Shivanandroy / simpleT5

simpleT5 is built on top of PyTorch-lightning⚡️ and Transformers🤗 that lets you quickly train your T5 models.
MIT License
382 stars 61 forks source link

Would this work to train flan-t5-xxl on multiple GPUs? #46

Open experimarketing opened 1 year ago

emendoza2 commented 1 year ago

Bump

Shivanandroy commented 1 year ago

@experimarketing : Right now, it only works with T5 and mT5 on single GPU. I was away from the development for a couple of months. So, I didn't upgrade it to support FlanT5 and multi GPU.

But, I will integrate it ASAP.

experimarketing commented 1 year ago

Would it work with the -xxl version? I believe model parrellism would be required to run it. As it is too large to run on a single GPU.

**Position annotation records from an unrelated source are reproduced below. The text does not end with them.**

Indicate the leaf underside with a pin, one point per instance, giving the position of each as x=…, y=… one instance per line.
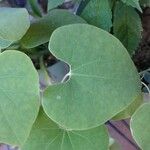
x=140, y=126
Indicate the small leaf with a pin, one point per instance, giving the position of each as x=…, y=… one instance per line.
x=41, y=30
x=133, y=3
x=54, y=3
x=127, y=26
x=140, y=126
x=14, y=22
x=19, y=97
x=98, y=13
x=103, y=79
x=35, y=7
x=47, y=135
x=4, y=43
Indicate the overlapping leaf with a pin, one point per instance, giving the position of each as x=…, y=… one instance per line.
x=47, y=135
x=100, y=75
x=145, y=3
x=127, y=26
x=40, y=31
x=54, y=3
x=98, y=13
x=19, y=97
x=140, y=126
x=14, y=22
x=133, y=3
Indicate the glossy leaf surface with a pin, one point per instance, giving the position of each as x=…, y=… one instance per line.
x=89, y=98
x=19, y=97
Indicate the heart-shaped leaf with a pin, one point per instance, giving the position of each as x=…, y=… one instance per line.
x=41, y=30
x=140, y=126
x=103, y=79
x=19, y=97
x=47, y=135
x=14, y=22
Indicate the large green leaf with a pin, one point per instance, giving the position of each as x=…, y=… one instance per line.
x=41, y=30
x=35, y=7
x=127, y=26
x=54, y=3
x=4, y=43
x=103, y=79
x=140, y=126
x=133, y=3
x=98, y=13
x=14, y=22
x=19, y=97
x=145, y=3
x=47, y=135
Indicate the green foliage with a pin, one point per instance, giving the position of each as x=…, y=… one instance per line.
x=35, y=7
x=90, y=80
x=56, y=138
x=127, y=26
x=145, y=3
x=128, y=112
x=133, y=3
x=102, y=82
x=19, y=97
x=41, y=30
x=14, y=22
x=98, y=13
x=54, y=3
x=140, y=126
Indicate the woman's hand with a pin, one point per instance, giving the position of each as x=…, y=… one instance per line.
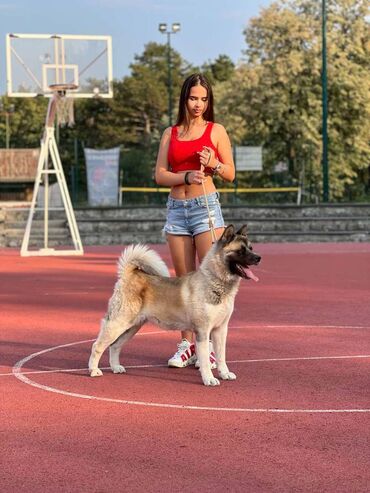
x=196, y=177
x=207, y=157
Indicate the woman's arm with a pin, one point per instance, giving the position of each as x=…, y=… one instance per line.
x=226, y=167
x=163, y=176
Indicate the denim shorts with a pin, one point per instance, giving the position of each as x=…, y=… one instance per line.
x=190, y=217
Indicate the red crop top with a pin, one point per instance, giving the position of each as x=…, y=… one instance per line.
x=182, y=154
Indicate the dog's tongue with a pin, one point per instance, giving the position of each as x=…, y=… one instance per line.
x=250, y=274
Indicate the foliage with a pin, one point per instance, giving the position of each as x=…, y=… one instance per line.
x=278, y=101
x=273, y=98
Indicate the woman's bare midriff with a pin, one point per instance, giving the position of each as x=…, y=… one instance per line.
x=183, y=192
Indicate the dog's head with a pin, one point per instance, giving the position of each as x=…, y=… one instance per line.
x=238, y=252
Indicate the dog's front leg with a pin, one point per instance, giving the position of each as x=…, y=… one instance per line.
x=202, y=350
x=219, y=336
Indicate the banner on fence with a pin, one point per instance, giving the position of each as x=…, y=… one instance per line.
x=18, y=165
x=102, y=168
x=248, y=158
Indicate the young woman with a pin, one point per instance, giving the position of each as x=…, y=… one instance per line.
x=190, y=154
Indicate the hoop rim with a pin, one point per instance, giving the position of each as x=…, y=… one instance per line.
x=63, y=87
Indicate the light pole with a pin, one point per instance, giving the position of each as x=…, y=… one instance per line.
x=174, y=29
x=7, y=111
x=324, y=83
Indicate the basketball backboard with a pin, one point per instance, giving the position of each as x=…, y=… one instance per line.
x=36, y=62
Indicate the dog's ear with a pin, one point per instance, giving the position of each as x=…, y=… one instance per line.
x=242, y=231
x=229, y=234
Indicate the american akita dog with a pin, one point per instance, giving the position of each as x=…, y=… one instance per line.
x=202, y=301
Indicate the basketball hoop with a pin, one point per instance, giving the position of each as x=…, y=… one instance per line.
x=64, y=105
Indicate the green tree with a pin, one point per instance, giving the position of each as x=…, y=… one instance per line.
x=220, y=70
x=278, y=101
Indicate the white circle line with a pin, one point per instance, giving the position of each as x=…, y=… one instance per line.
x=20, y=376
x=260, y=360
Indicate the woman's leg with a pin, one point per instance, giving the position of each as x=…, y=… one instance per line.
x=182, y=252
x=203, y=242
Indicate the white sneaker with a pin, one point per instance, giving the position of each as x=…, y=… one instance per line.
x=212, y=358
x=184, y=356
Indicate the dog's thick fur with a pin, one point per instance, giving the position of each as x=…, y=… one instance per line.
x=201, y=301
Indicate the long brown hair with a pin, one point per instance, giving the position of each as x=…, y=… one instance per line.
x=189, y=82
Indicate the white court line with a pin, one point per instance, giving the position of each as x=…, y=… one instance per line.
x=22, y=377
x=261, y=360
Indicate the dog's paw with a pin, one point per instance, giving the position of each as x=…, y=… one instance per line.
x=211, y=381
x=95, y=372
x=228, y=375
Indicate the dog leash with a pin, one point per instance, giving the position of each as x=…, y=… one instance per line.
x=210, y=221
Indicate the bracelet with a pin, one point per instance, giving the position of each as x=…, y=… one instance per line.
x=186, y=178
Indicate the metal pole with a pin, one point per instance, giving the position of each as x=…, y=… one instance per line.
x=7, y=130
x=325, y=163
x=169, y=78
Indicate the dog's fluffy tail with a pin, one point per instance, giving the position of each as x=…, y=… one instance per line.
x=143, y=258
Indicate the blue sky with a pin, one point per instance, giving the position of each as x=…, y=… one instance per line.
x=208, y=27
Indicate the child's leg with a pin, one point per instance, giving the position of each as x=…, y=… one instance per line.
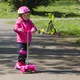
x=22, y=52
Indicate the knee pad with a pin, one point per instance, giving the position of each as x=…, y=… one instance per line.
x=23, y=52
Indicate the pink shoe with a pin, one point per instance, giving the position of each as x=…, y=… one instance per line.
x=19, y=64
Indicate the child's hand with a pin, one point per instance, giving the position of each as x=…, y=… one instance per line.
x=33, y=30
x=21, y=29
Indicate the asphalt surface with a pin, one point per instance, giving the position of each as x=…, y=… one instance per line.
x=55, y=58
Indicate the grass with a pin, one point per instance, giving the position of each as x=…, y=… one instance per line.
x=67, y=28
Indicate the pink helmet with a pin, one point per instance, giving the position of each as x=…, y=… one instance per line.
x=23, y=9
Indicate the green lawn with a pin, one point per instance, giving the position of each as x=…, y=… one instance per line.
x=67, y=28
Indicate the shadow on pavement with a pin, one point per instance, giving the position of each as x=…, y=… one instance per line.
x=49, y=55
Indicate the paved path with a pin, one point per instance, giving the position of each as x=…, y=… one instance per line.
x=55, y=58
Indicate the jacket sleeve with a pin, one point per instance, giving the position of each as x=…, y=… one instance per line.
x=17, y=27
x=34, y=27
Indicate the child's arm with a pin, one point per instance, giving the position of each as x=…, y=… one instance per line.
x=34, y=29
x=17, y=28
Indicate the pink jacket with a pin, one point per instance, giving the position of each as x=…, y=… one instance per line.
x=26, y=26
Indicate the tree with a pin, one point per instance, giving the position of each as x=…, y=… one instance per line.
x=30, y=3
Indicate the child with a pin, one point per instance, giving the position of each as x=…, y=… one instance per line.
x=23, y=26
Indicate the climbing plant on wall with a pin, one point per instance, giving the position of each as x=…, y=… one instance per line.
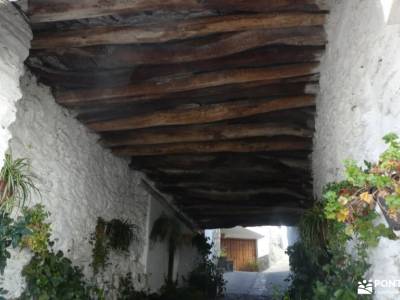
x=322, y=265
x=51, y=275
x=111, y=235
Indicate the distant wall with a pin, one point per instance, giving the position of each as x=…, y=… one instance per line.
x=359, y=102
x=157, y=259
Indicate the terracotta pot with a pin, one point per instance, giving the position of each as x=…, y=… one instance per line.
x=393, y=220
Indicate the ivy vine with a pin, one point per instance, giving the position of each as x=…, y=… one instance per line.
x=322, y=266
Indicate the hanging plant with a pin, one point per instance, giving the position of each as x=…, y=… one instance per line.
x=348, y=214
x=16, y=183
x=112, y=235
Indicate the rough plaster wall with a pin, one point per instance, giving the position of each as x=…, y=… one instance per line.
x=15, y=37
x=157, y=257
x=79, y=182
x=359, y=102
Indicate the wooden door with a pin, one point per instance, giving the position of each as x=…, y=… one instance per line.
x=241, y=252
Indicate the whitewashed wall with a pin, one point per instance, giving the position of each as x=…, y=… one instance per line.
x=359, y=102
x=15, y=37
x=79, y=181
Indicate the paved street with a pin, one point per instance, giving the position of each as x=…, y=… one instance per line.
x=255, y=286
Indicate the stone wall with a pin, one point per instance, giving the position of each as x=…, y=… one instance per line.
x=15, y=37
x=359, y=102
x=79, y=180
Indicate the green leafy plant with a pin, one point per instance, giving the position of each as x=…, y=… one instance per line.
x=16, y=183
x=39, y=239
x=322, y=268
x=53, y=277
x=11, y=233
x=113, y=235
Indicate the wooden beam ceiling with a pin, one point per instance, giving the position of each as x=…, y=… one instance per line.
x=50, y=10
x=213, y=100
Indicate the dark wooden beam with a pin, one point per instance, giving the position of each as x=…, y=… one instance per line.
x=248, y=145
x=122, y=75
x=205, y=114
x=50, y=11
x=200, y=133
x=199, y=81
x=248, y=221
x=187, y=51
x=235, y=194
x=172, y=31
x=100, y=110
x=295, y=184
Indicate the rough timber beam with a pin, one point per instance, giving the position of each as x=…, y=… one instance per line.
x=186, y=51
x=204, y=114
x=199, y=81
x=122, y=74
x=201, y=134
x=50, y=11
x=172, y=31
x=234, y=146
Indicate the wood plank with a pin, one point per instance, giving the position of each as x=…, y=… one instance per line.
x=228, y=176
x=187, y=51
x=199, y=81
x=237, y=194
x=205, y=114
x=294, y=184
x=210, y=161
x=214, y=147
x=172, y=31
x=50, y=11
x=100, y=110
x=200, y=134
x=122, y=74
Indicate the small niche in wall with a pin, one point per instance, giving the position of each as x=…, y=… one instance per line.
x=391, y=11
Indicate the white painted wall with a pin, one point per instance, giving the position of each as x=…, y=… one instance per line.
x=15, y=37
x=78, y=179
x=359, y=102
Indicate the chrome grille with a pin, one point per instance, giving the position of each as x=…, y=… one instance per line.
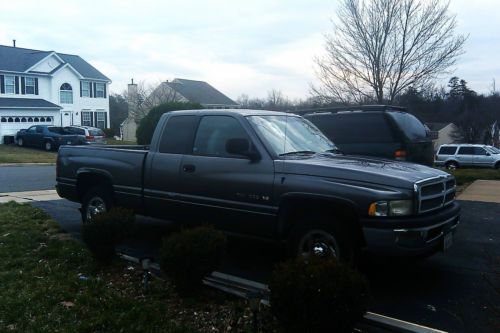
x=435, y=193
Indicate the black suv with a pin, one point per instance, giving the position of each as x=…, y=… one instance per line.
x=375, y=130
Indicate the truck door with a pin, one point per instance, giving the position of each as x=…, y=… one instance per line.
x=229, y=191
x=162, y=169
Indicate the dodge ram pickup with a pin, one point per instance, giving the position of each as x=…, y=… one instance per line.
x=269, y=175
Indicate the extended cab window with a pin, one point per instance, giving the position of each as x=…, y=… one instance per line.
x=359, y=127
x=177, y=135
x=213, y=133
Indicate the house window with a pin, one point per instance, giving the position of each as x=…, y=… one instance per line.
x=85, y=89
x=99, y=90
x=66, y=94
x=10, y=84
x=101, y=120
x=86, y=118
x=29, y=86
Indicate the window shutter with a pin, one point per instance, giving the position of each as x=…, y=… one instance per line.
x=16, y=81
x=23, y=85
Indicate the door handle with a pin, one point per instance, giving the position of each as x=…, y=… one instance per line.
x=188, y=168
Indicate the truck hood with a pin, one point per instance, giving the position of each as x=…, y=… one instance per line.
x=362, y=169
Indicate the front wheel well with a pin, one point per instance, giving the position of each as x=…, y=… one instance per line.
x=294, y=211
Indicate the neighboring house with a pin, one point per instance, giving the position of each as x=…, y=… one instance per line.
x=49, y=88
x=180, y=90
x=442, y=133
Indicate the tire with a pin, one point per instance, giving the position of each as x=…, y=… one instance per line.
x=48, y=146
x=320, y=237
x=451, y=165
x=96, y=200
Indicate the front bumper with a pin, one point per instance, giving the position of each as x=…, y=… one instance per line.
x=411, y=236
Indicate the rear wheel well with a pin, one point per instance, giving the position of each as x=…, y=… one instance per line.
x=293, y=211
x=86, y=181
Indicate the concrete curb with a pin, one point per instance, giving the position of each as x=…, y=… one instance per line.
x=24, y=164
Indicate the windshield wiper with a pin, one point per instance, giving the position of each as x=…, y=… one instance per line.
x=299, y=152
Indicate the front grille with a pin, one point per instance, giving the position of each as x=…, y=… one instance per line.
x=435, y=193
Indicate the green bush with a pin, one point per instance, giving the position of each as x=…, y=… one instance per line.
x=147, y=124
x=109, y=132
x=318, y=296
x=105, y=231
x=189, y=255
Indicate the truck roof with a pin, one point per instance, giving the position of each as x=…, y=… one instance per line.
x=243, y=112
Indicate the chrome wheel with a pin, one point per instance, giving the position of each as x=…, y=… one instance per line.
x=318, y=243
x=96, y=206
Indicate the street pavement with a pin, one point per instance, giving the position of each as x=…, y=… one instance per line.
x=27, y=178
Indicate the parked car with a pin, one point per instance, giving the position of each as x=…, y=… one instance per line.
x=47, y=137
x=454, y=156
x=93, y=135
x=375, y=130
x=269, y=175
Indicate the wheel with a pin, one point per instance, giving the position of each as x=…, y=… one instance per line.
x=451, y=165
x=48, y=146
x=97, y=200
x=320, y=237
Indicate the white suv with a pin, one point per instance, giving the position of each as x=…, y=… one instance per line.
x=453, y=156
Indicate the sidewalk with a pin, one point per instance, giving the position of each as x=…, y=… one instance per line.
x=482, y=190
x=29, y=196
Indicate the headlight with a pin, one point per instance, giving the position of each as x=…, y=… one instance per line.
x=391, y=208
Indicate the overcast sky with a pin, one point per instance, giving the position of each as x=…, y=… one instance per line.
x=238, y=46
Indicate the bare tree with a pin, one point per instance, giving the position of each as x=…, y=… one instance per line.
x=379, y=48
x=148, y=96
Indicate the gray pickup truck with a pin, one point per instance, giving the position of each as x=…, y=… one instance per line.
x=269, y=175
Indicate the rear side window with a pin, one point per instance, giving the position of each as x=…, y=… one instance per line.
x=354, y=128
x=177, y=135
x=410, y=125
x=466, y=151
x=447, y=150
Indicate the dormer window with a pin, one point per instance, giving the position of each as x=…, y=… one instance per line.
x=66, y=94
x=99, y=90
x=85, y=89
x=10, y=84
x=29, y=85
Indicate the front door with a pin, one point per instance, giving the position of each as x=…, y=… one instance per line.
x=229, y=191
x=66, y=118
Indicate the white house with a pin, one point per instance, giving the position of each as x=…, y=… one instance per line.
x=47, y=87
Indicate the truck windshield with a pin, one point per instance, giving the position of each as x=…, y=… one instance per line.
x=287, y=135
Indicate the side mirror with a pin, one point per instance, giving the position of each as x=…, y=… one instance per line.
x=241, y=146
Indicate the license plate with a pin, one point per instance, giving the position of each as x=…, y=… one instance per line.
x=447, y=241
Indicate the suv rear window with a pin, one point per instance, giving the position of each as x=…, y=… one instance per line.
x=447, y=150
x=410, y=125
x=354, y=127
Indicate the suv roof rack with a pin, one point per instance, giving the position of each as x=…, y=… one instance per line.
x=352, y=108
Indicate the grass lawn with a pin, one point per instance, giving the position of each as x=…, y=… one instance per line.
x=15, y=154
x=50, y=283
x=464, y=176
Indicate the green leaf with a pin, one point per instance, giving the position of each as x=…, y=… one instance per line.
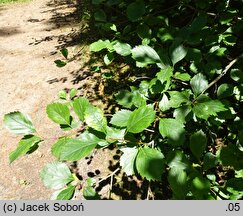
x=208, y=108
x=75, y=149
x=56, y=175
x=94, y=118
x=183, y=113
x=121, y=118
x=135, y=10
x=18, y=123
x=150, y=163
x=80, y=105
x=127, y=160
x=225, y=90
x=140, y=119
x=67, y=193
x=145, y=54
x=177, y=53
x=24, y=146
x=108, y=58
x=237, y=75
x=200, y=186
x=177, y=98
x=100, y=45
x=114, y=134
x=60, y=63
x=64, y=52
x=73, y=93
x=59, y=113
x=57, y=146
x=173, y=129
x=198, y=83
x=164, y=104
x=122, y=49
x=138, y=99
x=194, y=55
x=198, y=143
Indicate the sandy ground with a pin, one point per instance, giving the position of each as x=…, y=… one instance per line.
x=30, y=39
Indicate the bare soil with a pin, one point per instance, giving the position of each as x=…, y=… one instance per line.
x=31, y=35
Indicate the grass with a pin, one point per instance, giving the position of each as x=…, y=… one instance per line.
x=11, y=1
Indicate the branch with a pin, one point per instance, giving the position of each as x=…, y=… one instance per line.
x=222, y=74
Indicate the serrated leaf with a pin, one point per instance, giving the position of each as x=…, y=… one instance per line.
x=225, y=90
x=177, y=159
x=135, y=10
x=57, y=146
x=108, y=58
x=177, y=98
x=94, y=118
x=75, y=149
x=200, y=185
x=18, y=123
x=24, y=146
x=182, y=76
x=100, y=45
x=183, y=113
x=198, y=83
x=60, y=63
x=208, y=108
x=122, y=49
x=114, y=134
x=64, y=52
x=127, y=160
x=140, y=119
x=173, y=129
x=237, y=75
x=198, y=142
x=120, y=118
x=145, y=55
x=66, y=194
x=56, y=175
x=100, y=15
x=177, y=53
x=80, y=105
x=59, y=113
x=150, y=163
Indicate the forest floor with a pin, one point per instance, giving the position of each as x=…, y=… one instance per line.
x=31, y=36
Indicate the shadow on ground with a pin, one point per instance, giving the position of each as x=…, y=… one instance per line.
x=90, y=79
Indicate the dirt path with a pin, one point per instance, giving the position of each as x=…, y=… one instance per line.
x=30, y=35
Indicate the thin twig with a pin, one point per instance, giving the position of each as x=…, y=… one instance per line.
x=222, y=74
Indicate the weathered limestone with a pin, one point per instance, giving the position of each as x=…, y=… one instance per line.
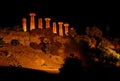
x=32, y=21
x=40, y=24
x=47, y=22
x=24, y=24
x=66, y=25
x=54, y=27
x=60, y=28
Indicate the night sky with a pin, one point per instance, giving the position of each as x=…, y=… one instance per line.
x=78, y=13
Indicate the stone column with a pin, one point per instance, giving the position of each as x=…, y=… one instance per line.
x=54, y=27
x=32, y=21
x=40, y=24
x=47, y=22
x=66, y=25
x=24, y=24
x=60, y=28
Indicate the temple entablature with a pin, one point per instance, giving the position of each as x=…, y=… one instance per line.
x=59, y=28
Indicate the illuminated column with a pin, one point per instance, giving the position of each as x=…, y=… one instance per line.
x=60, y=28
x=47, y=22
x=32, y=21
x=66, y=25
x=40, y=24
x=24, y=25
x=54, y=27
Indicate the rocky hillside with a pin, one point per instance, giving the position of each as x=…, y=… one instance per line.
x=43, y=50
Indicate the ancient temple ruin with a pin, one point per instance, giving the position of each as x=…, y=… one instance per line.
x=63, y=28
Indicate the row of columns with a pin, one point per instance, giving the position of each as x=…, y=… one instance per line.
x=40, y=25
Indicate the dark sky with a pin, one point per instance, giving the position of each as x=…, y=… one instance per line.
x=79, y=14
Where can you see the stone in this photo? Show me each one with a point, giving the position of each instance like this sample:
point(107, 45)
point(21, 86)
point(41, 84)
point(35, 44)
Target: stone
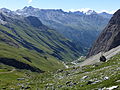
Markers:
point(109, 38)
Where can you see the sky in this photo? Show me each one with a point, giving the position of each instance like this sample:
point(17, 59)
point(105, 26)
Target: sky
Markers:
point(68, 5)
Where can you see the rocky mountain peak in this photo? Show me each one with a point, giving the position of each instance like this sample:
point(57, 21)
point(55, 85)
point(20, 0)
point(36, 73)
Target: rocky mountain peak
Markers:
point(116, 18)
point(109, 38)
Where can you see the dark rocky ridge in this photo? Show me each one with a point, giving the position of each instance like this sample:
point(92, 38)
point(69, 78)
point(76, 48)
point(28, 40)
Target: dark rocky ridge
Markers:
point(109, 38)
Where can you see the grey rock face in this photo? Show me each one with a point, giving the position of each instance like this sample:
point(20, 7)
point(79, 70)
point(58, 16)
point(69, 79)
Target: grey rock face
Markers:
point(109, 38)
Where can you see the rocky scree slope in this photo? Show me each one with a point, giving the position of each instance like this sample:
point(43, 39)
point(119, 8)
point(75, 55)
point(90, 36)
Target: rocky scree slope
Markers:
point(109, 38)
point(27, 43)
point(75, 26)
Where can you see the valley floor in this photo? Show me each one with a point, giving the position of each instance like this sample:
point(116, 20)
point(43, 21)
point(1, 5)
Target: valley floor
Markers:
point(100, 76)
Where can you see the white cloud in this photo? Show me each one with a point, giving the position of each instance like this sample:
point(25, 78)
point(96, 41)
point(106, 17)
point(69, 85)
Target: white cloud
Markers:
point(86, 9)
point(82, 10)
point(110, 12)
point(29, 1)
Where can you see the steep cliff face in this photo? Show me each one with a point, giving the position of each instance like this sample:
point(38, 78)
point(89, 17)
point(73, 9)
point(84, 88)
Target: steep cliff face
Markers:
point(109, 38)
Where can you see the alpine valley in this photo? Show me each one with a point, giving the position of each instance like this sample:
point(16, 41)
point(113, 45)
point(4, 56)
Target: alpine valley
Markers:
point(46, 49)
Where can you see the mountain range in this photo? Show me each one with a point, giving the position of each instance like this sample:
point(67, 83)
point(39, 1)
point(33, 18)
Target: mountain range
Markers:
point(109, 38)
point(39, 39)
point(76, 26)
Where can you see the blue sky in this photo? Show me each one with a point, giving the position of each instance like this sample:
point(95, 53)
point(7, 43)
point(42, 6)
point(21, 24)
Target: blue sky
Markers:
point(97, 5)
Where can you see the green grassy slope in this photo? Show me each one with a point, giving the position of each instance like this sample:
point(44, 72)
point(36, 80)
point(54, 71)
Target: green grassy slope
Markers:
point(92, 77)
point(28, 41)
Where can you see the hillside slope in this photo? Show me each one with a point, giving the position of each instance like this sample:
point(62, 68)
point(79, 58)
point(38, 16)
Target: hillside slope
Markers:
point(109, 38)
point(26, 43)
point(73, 25)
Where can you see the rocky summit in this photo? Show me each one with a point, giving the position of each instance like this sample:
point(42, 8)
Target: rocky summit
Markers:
point(109, 38)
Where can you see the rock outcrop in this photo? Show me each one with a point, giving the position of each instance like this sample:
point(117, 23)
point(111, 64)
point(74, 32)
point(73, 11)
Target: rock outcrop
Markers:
point(109, 38)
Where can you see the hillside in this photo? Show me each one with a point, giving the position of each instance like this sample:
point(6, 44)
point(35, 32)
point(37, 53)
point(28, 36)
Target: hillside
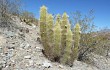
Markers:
point(21, 49)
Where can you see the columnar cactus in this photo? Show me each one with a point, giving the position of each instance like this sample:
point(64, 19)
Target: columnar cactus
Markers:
point(64, 31)
point(58, 18)
point(76, 42)
point(57, 39)
point(43, 15)
point(67, 51)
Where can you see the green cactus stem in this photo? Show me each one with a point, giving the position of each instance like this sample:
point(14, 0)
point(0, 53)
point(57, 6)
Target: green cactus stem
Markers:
point(67, 51)
point(76, 42)
point(64, 31)
point(57, 39)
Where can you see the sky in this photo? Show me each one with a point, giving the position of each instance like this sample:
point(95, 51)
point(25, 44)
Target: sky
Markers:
point(101, 8)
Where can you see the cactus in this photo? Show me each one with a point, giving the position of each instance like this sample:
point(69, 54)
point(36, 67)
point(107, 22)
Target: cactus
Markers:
point(64, 31)
point(57, 39)
point(49, 29)
point(58, 17)
point(76, 42)
point(67, 51)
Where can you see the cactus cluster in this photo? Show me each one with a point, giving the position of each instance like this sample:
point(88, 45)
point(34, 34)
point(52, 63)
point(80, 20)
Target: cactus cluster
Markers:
point(57, 38)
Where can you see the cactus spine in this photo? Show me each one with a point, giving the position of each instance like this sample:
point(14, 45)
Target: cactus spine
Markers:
point(67, 51)
point(57, 39)
point(64, 31)
point(49, 29)
point(43, 15)
point(76, 41)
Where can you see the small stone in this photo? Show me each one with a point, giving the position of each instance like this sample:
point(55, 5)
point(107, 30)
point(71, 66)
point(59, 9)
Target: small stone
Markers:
point(30, 62)
point(27, 57)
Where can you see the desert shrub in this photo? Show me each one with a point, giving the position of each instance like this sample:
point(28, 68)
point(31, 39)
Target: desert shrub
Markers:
point(57, 38)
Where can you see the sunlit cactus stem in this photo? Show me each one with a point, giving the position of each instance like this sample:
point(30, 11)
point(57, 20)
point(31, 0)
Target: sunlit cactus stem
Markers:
point(57, 39)
point(43, 15)
point(76, 42)
point(67, 51)
point(64, 31)
point(50, 22)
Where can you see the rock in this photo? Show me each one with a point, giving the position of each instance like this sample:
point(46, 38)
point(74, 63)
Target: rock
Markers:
point(47, 64)
point(25, 45)
point(27, 57)
point(61, 66)
point(31, 62)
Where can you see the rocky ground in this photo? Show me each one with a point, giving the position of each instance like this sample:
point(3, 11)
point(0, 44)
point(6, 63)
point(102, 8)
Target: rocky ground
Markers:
point(21, 49)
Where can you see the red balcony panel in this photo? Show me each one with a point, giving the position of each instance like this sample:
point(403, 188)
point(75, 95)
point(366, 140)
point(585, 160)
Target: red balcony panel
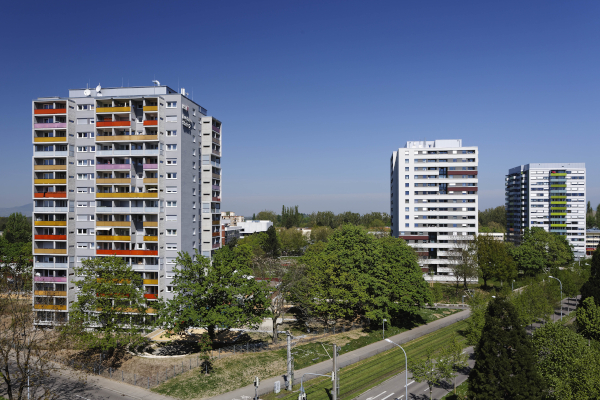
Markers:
point(128, 252)
point(100, 124)
point(50, 237)
point(46, 111)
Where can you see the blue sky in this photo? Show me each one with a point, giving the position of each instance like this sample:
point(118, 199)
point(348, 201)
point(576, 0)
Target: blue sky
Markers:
point(315, 96)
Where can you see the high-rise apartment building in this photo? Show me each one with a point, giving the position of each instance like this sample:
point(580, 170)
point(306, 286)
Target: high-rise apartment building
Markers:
point(434, 200)
point(549, 196)
point(134, 172)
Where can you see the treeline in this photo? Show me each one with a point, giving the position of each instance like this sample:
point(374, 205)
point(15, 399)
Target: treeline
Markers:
point(291, 217)
point(493, 220)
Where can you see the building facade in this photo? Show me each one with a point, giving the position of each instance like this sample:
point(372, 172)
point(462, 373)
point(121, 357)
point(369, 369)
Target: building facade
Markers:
point(434, 202)
point(133, 172)
point(549, 196)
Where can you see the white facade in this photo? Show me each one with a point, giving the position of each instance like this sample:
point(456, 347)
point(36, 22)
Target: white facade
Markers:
point(550, 196)
point(434, 202)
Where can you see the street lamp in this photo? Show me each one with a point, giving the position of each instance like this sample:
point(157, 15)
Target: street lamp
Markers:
point(560, 295)
point(406, 364)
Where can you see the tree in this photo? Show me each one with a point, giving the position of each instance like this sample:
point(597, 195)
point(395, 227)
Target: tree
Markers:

Shivanandroy commented 1 year ago

@experimarketing : I'm afraid, It won't!

SomasekharDS commented 1 year ago

@experimarketing : Right now, it only works with T5 and mT5 on single GPU. I was away from the development for a couple of months. So, I didn't upgrade it to support FlanT5 and multi GPU.

But, I will integrate it ASAP.

Thanks for looking into this. Kindly let us know after completion. one more thing really many thanks for developing this library. It simplified the usage of the T5 model.